HP claim a 16 hour 30 minute battery life for “video playback” and an hour less for “mixed usage”. I’ve been tweaking my Linux install and at one point measured 2.5W at idle, so I think these figures are actually reachable. What kind of work one could do at 3.3W is another question. I have a lot of tweaking and measuring to do, and I’d like to find out in the future.
The specific SSD I got is a WD SN530, specifically a SDBPNPZ-512G-1006. I don’t have any benchmarks, but it’s got TLC flash and reasonable-looking manufacturer ratings. I’m happy HP didn’t cheap out on some QLC rubbish.
I also ran a few quick benchmarks in Windows in HP’s performance mode, here are the numbers (sorry for only single runs and no temperature/frequency charts, I’m not a proper reviewer :) ):
Cinebench R23 (single core): 1308 pts
Cinebench R23 (multi-core): 7729 pts
Cinebench R20 (single thread): 535 pts
Cinebench R20 (multi-core): 3056 pts
Unigine Heaven Extreme: 16.3 FPS, 409 pts
Miscellaneous and final thoughts
The fold-out USB-A ports are a funny idea, and they do work and even seem mostly robust. They fold out low enough that they hit the table, so just interrupting the chassis taper wouldn’t have been enough, so they do make some sense, I’m still on the fence whether or not they’re necessary, but I guess I’ll trust HP to not have added extra cost and complexity for no reason.

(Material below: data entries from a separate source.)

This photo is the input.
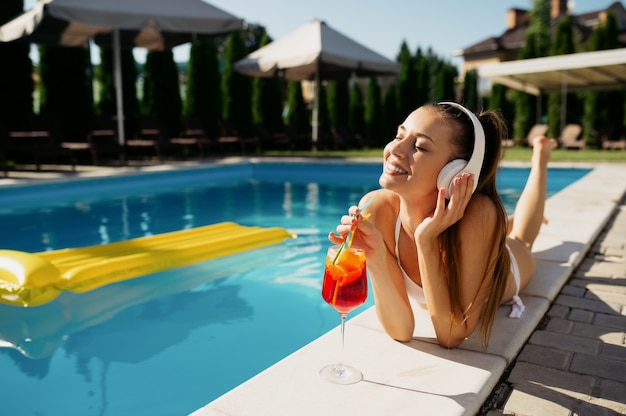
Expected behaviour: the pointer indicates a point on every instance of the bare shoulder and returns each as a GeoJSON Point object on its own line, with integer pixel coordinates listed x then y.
{"type": "Point", "coordinates": [385, 202]}
{"type": "Point", "coordinates": [480, 213]}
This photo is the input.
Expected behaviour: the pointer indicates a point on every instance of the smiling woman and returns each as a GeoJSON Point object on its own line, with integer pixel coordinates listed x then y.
{"type": "Point", "coordinates": [186, 332]}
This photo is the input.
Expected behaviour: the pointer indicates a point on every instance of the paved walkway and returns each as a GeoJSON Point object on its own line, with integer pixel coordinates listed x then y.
{"type": "Point", "coordinates": [575, 362]}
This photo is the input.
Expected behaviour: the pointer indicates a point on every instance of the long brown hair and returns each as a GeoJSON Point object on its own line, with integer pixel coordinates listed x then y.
{"type": "Point", "coordinates": [463, 144]}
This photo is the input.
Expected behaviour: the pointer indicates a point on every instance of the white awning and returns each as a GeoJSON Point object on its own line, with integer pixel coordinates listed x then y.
{"type": "Point", "coordinates": [601, 70]}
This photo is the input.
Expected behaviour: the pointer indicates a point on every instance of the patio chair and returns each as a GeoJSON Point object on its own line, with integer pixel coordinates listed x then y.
{"type": "Point", "coordinates": [149, 136]}
{"type": "Point", "coordinates": [231, 136]}
{"type": "Point", "coordinates": [38, 142]}
{"type": "Point", "coordinates": [344, 139]}
{"type": "Point", "coordinates": [195, 134]}
{"type": "Point", "coordinates": [272, 141]}
{"type": "Point", "coordinates": [536, 130]}
{"type": "Point", "coordinates": [297, 141]}
{"type": "Point", "coordinates": [570, 137]}
{"type": "Point", "coordinates": [610, 139]}
{"type": "Point", "coordinates": [104, 140]}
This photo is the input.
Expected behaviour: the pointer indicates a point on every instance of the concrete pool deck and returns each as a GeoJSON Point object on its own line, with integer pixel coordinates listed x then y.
{"type": "Point", "coordinates": [566, 355]}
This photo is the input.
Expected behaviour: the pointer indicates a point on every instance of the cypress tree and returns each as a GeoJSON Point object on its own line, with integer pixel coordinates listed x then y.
{"type": "Point", "coordinates": [562, 44]}
{"type": "Point", "coordinates": [16, 80]}
{"type": "Point", "coordinates": [267, 98]}
{"type": "Point", "coordinates": [236, 88]}
{"type": "Point", "coordinates": [602, 109]}
{"type": "Point", "coordinates": [536, 45]}
{"type": "Point", "coordinates": [407, 81]}
{"type": "Point", "coordinates": [338, 98]}
{"type": "Point", "coordinates": [106, 103]}
{"type": "Point", "coordinates": [202, 91]}
{"type": "Point", "coordinates": [470, 90]}
{"type": "Point", "coordinates": [324, 133]}
{"type": "Point", "coordinates": [373, 109]}
{"type": "Point", "coordinates": [390, 114]}
{"type": "Point", "coordinates": [162, 92]}
{"type": "Point", "coordinates": [498, 101]}
{"type": "Point", "coordinates": [423, 79]}
{"type": "Point", "coordinates": [65, 90]}
{"type": "Point", "coordinates": [356, 117]}
{"type": "Point", "coordinates": [445, 83]}
{"type": "Point", "coordinates": [297, 115]}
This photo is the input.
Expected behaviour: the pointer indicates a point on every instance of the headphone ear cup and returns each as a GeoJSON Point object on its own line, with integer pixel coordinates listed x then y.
{"type": "Point", "coordinates": [448, 173]}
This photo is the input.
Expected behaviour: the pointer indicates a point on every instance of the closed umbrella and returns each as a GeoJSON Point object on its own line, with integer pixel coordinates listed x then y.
{"type": "Point", "coordinates": [315, 52]}
{"type": "Point", "coordinates": [152, 24]}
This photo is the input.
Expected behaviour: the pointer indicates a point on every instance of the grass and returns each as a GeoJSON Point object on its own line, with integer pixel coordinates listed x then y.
{"type": "Point", "coordinates": [511, 154]}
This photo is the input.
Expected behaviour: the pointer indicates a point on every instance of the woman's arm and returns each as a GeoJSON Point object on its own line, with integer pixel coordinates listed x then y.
{"type": "Point", "coordinates": [453, 323]}
{"type": "Point", "coordinates": [376, 236]}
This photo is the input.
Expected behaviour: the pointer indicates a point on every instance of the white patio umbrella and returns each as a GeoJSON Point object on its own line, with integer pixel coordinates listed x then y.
{"type": "Point", "coordinates": [315, 52]}
{"type": "Point", "coordinates": [151, 24]}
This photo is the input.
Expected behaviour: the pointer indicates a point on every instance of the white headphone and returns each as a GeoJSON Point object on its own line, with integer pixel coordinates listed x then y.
{"type": "Point", "coordinates": [455, 168]}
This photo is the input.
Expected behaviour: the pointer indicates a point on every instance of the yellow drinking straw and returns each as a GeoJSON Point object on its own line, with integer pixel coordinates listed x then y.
{"type": "Point", "coordinates": [351, 234]}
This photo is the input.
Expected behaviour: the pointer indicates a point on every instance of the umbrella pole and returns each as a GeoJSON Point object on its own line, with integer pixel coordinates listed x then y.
{"type": "Point", "coordinates": [316, 106]}
{"type": "Point", "coordinates": [117, 71]}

The Envy goes against persistent trends and has a lot of various LEDs: caps lock, mute, microphone mute, camera shutter, power and a charging light on the right side (orange for charging, white for fully charged). The side light is thankfully dim enough that it doesn’t bother me while sleeping, unlike, say, the Surface charger light.
I’m pleasantly surprised by HP’s decision to publish a full service manual for the device (well, actually the near-identical 13-ay0xxx model). Sadly, I can’t find a way to order the spare parts officialy, but they’re mostly easy-to-find on eBay for reasonable prices. Considering how much I prolonged the life of my T440s with repairs, this is very important to me and I think parts availability should be a decision factor for everyone.
All in all, I like it. It’s a very good notebook and a passable tablet.